Wednesday, October 30, 2019

Why Lighting Matters in the Workplace

We turn the lights on in the morning in our offices, warehouses, stores, and workplaces. Then we turn off all, or most of them, when we leave. That’s probably the extent to which most people think about lighting in the workplace.

However, research has shown that lighting at work can significantly affect brain function and productivity. A study of 444 employees from the United States and India via an online panel showed that natural elements like green spaces, running water, and particularly sunlight exposure related positively to job satisfaction and organizational commitment, while reducing depressed mood and feelings of anxiety. 

While we can’t always bring the sunlight in, with proper lighting we can replicate its effects, mimicking the natural progression of light throughout the day to adapt to our “circadian rhythms.” 

According to the Harvard Medical School, these circadian rhythms affect your sleep patterns, hormones, body temperature, and eating habits. When they’re out of sync, they can also cause health issues and lead to problems like diabetes, obesity, and seasonal affective disorder or depression. 

The biggest factor affecting your circadian rhythm is light. Your body wants to sleep when it’s dark and awaken when it’s light, since your master clock is linked directly to the nerves in your eyes. When daylight fades, your eyes signal your brain to release more melatonin, a hormone that makes you feel sleepy. And when the sun rises again, those same signals from your eyes tell the brain to turn those melatonin levels down.

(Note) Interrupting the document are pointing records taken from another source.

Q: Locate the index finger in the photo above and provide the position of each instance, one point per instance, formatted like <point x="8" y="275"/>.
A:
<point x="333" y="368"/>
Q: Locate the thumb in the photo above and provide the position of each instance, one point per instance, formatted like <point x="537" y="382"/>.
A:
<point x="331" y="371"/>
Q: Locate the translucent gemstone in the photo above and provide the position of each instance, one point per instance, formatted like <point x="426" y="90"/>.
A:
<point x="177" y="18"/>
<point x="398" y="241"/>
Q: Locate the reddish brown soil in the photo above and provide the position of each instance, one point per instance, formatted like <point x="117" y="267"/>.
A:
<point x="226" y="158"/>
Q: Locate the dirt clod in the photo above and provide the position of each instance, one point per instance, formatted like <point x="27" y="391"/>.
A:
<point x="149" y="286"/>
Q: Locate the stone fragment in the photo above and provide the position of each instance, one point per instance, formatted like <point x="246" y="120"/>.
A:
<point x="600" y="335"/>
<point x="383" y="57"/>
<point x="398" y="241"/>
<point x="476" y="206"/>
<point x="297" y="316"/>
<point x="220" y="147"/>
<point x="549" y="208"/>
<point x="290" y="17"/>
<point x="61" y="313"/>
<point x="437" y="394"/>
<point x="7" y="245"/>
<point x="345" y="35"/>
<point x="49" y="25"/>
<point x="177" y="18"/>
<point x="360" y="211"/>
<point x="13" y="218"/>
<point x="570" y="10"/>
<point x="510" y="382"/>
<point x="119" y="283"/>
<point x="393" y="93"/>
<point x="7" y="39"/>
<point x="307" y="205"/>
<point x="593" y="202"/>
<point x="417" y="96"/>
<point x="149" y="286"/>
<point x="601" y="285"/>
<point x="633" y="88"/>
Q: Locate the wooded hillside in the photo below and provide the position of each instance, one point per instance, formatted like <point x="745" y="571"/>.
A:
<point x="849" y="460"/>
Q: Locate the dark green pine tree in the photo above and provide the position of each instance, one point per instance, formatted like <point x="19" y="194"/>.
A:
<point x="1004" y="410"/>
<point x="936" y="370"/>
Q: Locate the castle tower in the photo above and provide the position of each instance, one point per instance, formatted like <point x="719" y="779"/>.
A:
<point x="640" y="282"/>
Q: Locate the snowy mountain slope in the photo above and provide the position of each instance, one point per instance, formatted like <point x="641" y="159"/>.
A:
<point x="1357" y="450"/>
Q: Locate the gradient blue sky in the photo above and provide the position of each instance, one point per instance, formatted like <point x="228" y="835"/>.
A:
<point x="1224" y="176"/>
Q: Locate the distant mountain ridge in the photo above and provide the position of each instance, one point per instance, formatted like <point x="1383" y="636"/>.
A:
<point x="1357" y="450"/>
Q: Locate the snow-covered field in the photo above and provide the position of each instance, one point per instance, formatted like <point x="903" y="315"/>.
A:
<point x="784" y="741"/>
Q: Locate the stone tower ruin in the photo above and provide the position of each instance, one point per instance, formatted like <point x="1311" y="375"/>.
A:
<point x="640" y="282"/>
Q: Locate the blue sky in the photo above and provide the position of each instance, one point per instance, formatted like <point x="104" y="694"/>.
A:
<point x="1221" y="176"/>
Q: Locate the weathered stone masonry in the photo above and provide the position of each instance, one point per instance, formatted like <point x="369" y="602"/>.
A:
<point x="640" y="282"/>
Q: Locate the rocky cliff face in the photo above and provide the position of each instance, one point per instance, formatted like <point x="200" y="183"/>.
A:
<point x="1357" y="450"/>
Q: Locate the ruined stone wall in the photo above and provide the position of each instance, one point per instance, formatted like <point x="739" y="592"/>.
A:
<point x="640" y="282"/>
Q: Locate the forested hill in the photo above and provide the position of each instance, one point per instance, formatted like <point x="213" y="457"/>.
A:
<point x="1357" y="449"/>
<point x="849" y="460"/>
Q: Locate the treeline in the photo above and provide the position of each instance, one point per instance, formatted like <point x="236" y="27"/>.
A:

How Light Affects Employees’ Moods and Mental Health

Bad lighting is associated with a range of negative health effects, both physical and mental, such as eye strain, headaches, fatigue and also stress and anxiety in more high-pressured work environments. Evidence suggests that the lack of natural sunlight even adversely affects the mind, resulting in conditions such as seasonal affective disorder (SAD).

As we approach the darkest (and shortest) days of the year, it’s an unfortunate fact that 40% of office workers are struggling to work in poor lighting. And the impact isn’t just on wellbeing, but productivity as well— according to a new research report from the UK arm of Staples which examined the impact of lighting in the workplace. 

In October 2018, they conducted an online survey of 7,000 desk-based office workers from ten European countries including: The United Kingdom, Germany, France, Netherlands, Sweden, Norway, Spain, Italy, Portugal, and Finland. The results: A whopping 80% of office workers said that having good lighting in their workspace is important to them; and two in five (40%) reported dealing with uncomfortable lighting every day. A third (32%) said better lighting would make them happier at work. One-fourth (25%) of those surveyed reported being frustrated about poor lighting in their workplaces. 

Color Temperature Also Affects Employees and Guests

You may (or may not) be surprised to learn that it’s not just the type and intensity of light that affects the human body. It’s also the color, which is called the “temperature” and is measured in kelvin (K). Scientifically, it’s based upon the color of light emitted when an object is heated- as the temperature increases, the object changes colors and emits certain colors of light, starting at red and moving to yellow, blue, and then finally bright white.

  • Higher color temperatures (4,600K or more) appear blue-white and are called cool or daylight colors.

  • Mid-range color temperatures (3,100K–4,600K) appear bright white.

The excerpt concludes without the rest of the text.